Basilica of St. John in Ephesus
The Basilica of St. John had its beginnings in the tetrapylon martyrion erected over the traditional location of St. John's tomb as early as around 300. Probably around 450 a cruciform church with a wooden roof was built on the site, incorporating the tetrapylon at its crossing. The western arm, with one or two narthexes, contained a nave and two aisles, while the eastern arm had four aisles and terminated in an apse. The church was rebuilt under Justinian I, with work beginning before 548 and completed prior to 565. The cruciform plan was maintained but the building was now covered with a series of six domes resting on massive piers. The western arm, longer than the others, consisted of two such bays, while the crossing, north, south, and east arms each had a single bay in a design described by Prokopios as closely resembling that of the Church of the Holy Apostles in Constantinople, which was also imitated later for the Basilica of San Marco in Venice. The nave and the transept were housed with six domes, so that the shape of the cross was evident. The church was flanked by an octagonal baptistery built in the 5th century and a domed, octagonal skeuophylakion (or sacristy) erected in the late 6th or early 7th century.

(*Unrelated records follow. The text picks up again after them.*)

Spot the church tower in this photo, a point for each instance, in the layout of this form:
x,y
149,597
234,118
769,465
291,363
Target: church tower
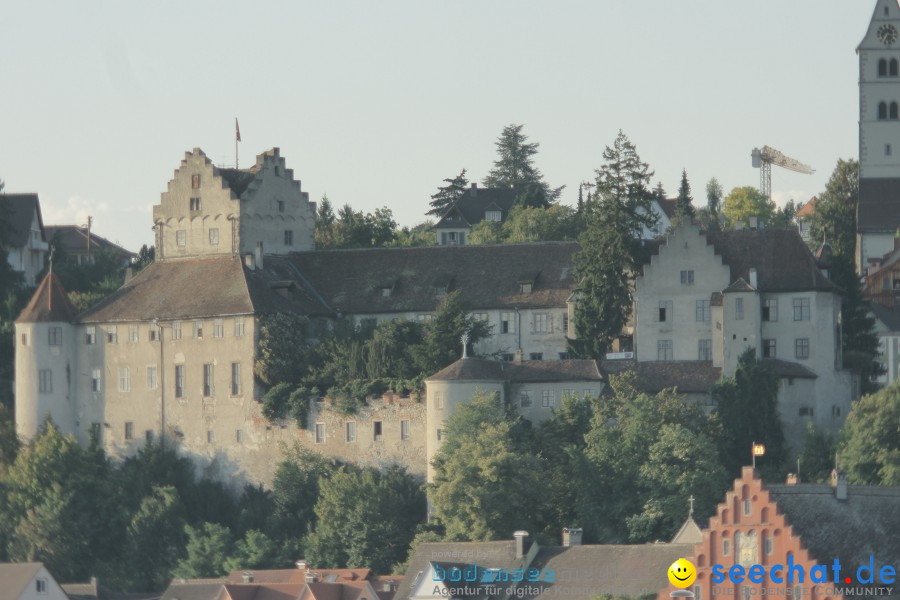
x,y
878,213
45,360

“There chanced to be a certain place before the city of Ephesus, lying on a steep slope hilly and bare of soil and incapable of producing crops, even should one attempt to cultivate them, but altogether hard and rough. On that site the natives had set up a church in early times to the Apostle John; this Apostle has been named ‘the Theologian,’ because the nature of God was described by him in a manner beyond the unaided power of man. This church, which was small and in a ruined condition because of its great age, the Emperor Justinian tore down to the ground and replaced by a church so large and beautiful, that, to speak briefly, it resembles very closely in all respects, and is a rival to, the shrine which he dedicated to all the Apostles in the imperial city, which I have described above.”
From Procopius' Buildings
The monograms of Justinian and emperor (basileos) of St. John at Ephesus are box monograms. The monograms of Justinian (IOYCTINIANOY) are based on the letter N, with the letter I contained in its upright. Both the letters T and a square C (Sigma) are to the right, with the letter A inserted within the left side of the N (in more than one variation), and the OY diphthong crowning the monogram. The monograms of Theodora (ΘEOΔѠPAC) of St. John at Ephesus are of the cruciform type, with the letters Θ (Theta), E, Ѡ (Omega), and A being attached to the cross. The O is incorporated in the Θ (Theta), while in some cases the Δ (Delta) is formed by added a bar beneath the A. The box monograms of ΒΑCΙΛΕѠΣ (basileos) based on the letters B and E with the letter Ѡ (Omega) above.